Várias pessoas com sinalizadores tentaram se aproximar da sala, protegida por policiais e cercas de metal. Os manifestantes que tentavam derrubar as grades foram repelidos pelos agentes.
A pressão levou Polanski, de 86 anos, a desistir de participar da cerimônia. Em 2017, ele já havia renunciado a presidir a cerimônia pelo mesmo motivo.
"Lamento tomar esta decisão, a de não enfrentar um tribunal de opinião autoproclamado disposto a pisotear os princípios do Estado de direito para que o irracional triunfe novamente", afirmou o cineasta em um comunicado.
Sua decisão foi seguida da equipe do filme, inclusive seu protagonista, o ator Jean Dujardin, ganhador do Oscar.
O produtor do filme Alain Goldman informou nesta sexta à AFP sobre esta ausência, lamentando a "escalada de declarações e de comportamentos inadequados e violentos" e apontando particularmente ao ministro da Cultura, Franck Riester.
Riester avaliou que seria um "sinal negativo para a tomada de consciência" sobre a violência machista que Pokanski obtenha o César de melhor diretor, embora não tenha visto inconveniente em que ganhe o prêmio de melhor filme.
A polêmica teria contribuído para a demissão em bloco deste mês da diretoria da Academia dos César, acusada em paralelo de gestão obsoleta, opacidade e falta de paridade.
Premiado em Veneza
"J'accuse" recebeu o Grande Prêmio do Júri no Festival de Veneza. No César, também compete com "La belle époque" (11 indicações) e "Retrato de uma mulher em chamas", com dez indicações.

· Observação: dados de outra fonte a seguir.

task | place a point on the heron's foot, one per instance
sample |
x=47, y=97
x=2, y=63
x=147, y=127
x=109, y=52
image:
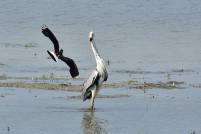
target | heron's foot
x=92, y=108
x=60, y=53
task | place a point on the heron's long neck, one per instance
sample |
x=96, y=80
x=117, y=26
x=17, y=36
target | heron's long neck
x=95, y=51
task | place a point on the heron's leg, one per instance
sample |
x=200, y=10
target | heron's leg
x=92, y=99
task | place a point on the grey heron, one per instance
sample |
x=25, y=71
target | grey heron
x=97, y=77
x=58, y=54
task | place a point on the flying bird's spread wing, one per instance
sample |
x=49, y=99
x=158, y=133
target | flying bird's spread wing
x=48, y=33
x=73, y=67
x=91, y=81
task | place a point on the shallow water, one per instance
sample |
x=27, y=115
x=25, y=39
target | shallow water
x=157, y=111
x=146, y=41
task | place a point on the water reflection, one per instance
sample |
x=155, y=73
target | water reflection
x=92, y=124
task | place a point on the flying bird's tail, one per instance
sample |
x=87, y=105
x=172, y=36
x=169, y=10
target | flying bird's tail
x=48, y=33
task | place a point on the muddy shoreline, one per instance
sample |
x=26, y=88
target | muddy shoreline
x=47, y=82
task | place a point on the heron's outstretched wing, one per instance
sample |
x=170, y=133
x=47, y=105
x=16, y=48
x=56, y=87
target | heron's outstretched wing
x=48, y=33
x=73, y=67
x=91, y=81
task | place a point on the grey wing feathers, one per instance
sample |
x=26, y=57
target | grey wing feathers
x=90, y=81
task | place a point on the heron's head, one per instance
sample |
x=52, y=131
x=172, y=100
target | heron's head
x=91, y=36
x=44, y=29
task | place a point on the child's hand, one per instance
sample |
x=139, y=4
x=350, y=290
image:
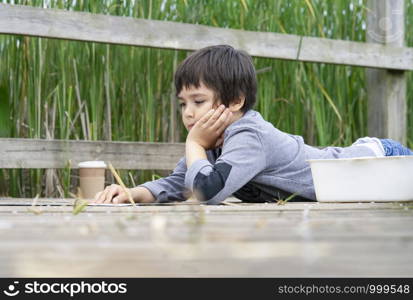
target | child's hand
x=112, y=194
x=208, y=131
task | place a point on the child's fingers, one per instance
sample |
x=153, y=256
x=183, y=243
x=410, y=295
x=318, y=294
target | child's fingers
x=206, y=117
x=215, y=117
x=222, y=122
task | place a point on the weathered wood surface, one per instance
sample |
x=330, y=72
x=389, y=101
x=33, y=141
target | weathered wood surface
x=386, y=89
x=247, y=240
x=52, y=23
x=39, y=153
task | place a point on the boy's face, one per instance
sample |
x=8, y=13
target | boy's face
x=195, y=103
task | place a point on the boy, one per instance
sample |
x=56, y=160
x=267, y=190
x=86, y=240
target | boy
x=232, y=149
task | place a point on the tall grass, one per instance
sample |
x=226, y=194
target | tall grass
x=77, y=90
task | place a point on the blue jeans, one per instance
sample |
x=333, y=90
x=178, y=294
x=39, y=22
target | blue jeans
x=393, y=148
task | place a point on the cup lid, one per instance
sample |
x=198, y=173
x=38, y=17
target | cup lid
x=92, y=164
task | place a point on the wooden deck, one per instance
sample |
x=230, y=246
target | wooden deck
x=191, y=240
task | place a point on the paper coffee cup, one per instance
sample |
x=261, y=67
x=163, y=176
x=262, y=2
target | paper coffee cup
x=91, y=177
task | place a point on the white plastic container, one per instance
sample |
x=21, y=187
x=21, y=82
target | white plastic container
x=366, y=179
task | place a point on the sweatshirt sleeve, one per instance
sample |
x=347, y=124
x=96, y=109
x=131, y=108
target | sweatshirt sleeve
x=170, y=188
x=241, y=160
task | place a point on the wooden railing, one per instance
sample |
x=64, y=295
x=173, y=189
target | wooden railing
x=385, y=52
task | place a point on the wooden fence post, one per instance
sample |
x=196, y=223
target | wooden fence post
x=386, y=89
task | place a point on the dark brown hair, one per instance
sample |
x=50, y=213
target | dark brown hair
x=230, y=73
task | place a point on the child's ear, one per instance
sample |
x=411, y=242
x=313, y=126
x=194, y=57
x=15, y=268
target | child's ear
x=237, y=104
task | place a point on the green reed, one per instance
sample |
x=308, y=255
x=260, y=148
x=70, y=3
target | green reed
x=89, y=91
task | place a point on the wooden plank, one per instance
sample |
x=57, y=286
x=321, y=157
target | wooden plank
x=39, y=153
x=386, y=89
x=295, y=239
x=52, y=23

Mais de 1,5 milhão de pessoas assistiram ao filme de Polanski na França, embora sua estreia tenha marcado com um apelo ao boicote ao coincidir com novas acusações contra ele: uma fotógrafa francesa, Valentine Monnier, assegurou que o diretor a estuprou em 1975, quando ela tinha 18 anos. O diretor negou a acusação.
Polanski é considerado foragido da Justiça dos Estados Unidos, onde foi acusado, em 1977, de violentar uma adolescente de 13 anos.

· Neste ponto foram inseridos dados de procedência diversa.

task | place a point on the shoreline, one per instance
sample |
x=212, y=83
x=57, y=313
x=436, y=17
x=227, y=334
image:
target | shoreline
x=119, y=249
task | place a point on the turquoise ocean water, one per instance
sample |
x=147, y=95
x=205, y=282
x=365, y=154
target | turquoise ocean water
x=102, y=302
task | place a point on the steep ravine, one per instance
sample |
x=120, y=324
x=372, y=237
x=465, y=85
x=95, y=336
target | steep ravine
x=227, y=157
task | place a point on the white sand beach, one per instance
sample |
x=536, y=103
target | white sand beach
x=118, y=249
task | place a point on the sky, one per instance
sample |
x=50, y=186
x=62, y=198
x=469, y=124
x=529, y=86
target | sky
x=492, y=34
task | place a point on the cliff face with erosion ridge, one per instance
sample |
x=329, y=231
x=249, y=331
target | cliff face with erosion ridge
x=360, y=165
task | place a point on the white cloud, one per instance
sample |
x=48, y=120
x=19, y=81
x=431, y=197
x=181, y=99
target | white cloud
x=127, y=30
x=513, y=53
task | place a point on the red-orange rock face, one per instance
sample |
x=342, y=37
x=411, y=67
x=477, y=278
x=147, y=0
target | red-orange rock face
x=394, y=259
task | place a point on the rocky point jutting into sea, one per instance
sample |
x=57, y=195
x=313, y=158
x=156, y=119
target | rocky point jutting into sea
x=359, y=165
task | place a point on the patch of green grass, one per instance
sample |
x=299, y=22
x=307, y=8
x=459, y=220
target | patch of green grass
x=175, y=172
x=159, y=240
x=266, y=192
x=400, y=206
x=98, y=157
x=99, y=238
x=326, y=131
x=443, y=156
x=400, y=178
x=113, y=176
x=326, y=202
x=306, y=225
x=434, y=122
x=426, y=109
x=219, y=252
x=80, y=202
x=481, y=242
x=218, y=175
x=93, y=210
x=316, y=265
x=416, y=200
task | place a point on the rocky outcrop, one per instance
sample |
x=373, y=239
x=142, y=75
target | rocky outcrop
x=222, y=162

Outras mulheres afirmaram nos últimos anos que foram vítimas de agressões sexuais por parte do diretor de "O Pianista", o que o diretor nega.
"Cuspir na cara das vítimas"
O ressurgimento da polêmica em torno do cineasta coincide com a condenação esta semana do ex-magnata de Hollywood Harvey Weinstein - considerado culpado de agressão sexual e de estupro - um escândalo que lançou o movimento global #MeToo.
Haenel estimou em entrevista ao New York Times que a França "deixou partir o trem" do #MeToo.
"Premiar Polanski é cuspir na cara de todas as vítimas. É o equivalente a dizer: 'não é tão grave estuprar mulheres'", disse.
Antes da cerimônia, a Academia francesa anunciou uma nova presidente interina, Margaret Menegoz, à espera de uma renovação do organismo.
A antiga diretoria demitiu-se após ser acusada por 400 personalidades do cinema francês de "mau funcionamento", "opacidade nas contas" e "cooptação".
Um sinal deste mal-estar dominante, os César não anunciaram nenhum prêmio de honra este ano. Segundo o jornal Le Parisien, Brad Pitt teria aceitado em um primeiro momento esta distinção, mas depois voltou atrás.